By avn |
New Net Neutrality Bill Survives House Committee Vote Unscathed
WASHINGTON, D.C.—Less than a week after a new poll showed broad public support for bringing back net neutrality rules among Democrats, Republicans, and independent voters, as AVN.com reported, a House committee has voted on new legislation to do exactly that—and approved the bill with no changes.
The “Save the Internet Act,” introduced earlier this month, sailed through the House Energy and Commerce Committee on an 18-11 vote. The bill now heads to the floor of the House of Representatives, where the whole House is scheduled to vote on the bill April 8.
As AVN.com has covered extensively, led by Donald Trump-appointee Ajit Pai, the Republican-controlled Federal Communications Commission last year repealed the 2015 net neutrality protection instituted under the Barack Obama administration.
The rules prevent internet service providers from blocking or slowing traffic to and from certain sites, while granting others—particularly those who pay a premium price—access to an internet “fast lane.”

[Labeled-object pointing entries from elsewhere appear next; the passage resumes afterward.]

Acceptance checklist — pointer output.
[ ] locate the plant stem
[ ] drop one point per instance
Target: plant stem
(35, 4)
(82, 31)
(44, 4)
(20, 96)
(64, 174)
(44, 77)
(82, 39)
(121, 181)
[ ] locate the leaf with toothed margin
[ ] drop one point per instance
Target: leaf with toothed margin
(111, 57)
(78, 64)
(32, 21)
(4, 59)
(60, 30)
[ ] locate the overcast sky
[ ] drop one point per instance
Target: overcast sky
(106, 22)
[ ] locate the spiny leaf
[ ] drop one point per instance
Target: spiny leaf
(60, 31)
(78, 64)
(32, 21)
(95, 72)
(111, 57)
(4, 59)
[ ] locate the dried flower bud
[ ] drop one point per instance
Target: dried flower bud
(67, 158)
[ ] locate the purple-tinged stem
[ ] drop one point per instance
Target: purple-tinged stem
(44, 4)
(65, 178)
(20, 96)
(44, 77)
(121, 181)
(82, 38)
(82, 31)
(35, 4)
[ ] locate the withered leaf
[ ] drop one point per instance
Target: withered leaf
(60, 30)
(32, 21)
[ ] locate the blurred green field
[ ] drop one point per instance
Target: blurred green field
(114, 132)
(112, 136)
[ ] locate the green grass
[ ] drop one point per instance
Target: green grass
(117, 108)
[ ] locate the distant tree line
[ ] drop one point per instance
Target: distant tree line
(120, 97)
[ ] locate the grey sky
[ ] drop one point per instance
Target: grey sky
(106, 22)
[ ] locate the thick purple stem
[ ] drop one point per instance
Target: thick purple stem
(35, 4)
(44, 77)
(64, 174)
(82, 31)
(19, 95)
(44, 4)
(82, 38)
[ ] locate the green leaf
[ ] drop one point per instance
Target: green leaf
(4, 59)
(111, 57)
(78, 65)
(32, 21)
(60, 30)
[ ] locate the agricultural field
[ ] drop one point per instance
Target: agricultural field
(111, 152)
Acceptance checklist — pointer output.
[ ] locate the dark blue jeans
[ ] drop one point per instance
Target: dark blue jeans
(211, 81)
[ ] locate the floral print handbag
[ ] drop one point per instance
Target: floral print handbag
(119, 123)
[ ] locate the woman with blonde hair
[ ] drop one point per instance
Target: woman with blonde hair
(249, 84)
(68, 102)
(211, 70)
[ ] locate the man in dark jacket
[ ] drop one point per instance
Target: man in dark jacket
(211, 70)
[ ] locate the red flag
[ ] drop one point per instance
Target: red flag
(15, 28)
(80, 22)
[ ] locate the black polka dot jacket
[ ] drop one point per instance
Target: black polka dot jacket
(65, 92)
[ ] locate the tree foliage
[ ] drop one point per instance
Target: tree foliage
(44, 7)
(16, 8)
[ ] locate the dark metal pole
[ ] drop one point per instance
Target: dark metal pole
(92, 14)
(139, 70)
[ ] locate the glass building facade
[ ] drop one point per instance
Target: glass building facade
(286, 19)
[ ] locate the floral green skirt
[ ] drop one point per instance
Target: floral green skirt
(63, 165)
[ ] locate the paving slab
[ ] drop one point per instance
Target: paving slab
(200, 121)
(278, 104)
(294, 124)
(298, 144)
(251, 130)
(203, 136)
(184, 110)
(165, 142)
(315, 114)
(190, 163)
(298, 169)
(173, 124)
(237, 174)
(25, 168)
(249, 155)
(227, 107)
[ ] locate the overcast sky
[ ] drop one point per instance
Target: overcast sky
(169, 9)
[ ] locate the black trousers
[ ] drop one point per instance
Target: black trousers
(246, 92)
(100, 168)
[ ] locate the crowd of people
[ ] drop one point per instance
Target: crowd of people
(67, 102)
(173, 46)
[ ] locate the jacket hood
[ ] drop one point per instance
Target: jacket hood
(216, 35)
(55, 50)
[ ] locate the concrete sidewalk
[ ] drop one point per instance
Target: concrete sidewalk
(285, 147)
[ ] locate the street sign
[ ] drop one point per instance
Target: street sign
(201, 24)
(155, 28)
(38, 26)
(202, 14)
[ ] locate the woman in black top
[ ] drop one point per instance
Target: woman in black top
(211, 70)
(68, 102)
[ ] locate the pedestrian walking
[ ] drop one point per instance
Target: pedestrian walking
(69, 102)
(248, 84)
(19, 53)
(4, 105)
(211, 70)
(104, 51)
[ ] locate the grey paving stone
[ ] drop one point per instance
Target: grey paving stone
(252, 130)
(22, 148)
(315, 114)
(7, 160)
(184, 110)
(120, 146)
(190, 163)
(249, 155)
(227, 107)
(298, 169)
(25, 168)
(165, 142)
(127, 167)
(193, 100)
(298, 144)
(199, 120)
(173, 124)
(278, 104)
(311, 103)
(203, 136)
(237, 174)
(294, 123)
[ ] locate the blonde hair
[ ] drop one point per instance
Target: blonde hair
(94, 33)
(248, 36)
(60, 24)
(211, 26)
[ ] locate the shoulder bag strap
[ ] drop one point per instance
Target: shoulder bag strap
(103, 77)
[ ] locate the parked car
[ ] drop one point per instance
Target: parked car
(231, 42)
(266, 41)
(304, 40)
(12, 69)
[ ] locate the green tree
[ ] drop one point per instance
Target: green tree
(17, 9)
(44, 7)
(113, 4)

But at Tuesday’s hearing, representatives who challenged the new bill complained that it failed to address such issues as privacy and free speech on social media platforms, including Facebook and Twitter, according to an account of the hearing by the advocacy group Electronic Frontier Foundation.
Michigan Democrat Debbie Dingell pushed back against the objections, however.
“We’re asking a lot of questions and making it really complicated, and it’s really simple,” she said at the hearing. “Today we’re addressing a wrong that was created by Chairman Pai when he abolished net neutrality. And he hurt millions of Americans across this country.”
As an estimated 300,000 logged in to a live stream of the hearing that was carried by dozens of sites online, only one amendment was added to the bill—but was quickly withdrawn, allowing the bill to reach the House floor in its original form, without additional loopholes that would allow telecom companies to skirt the net neutrality provisions.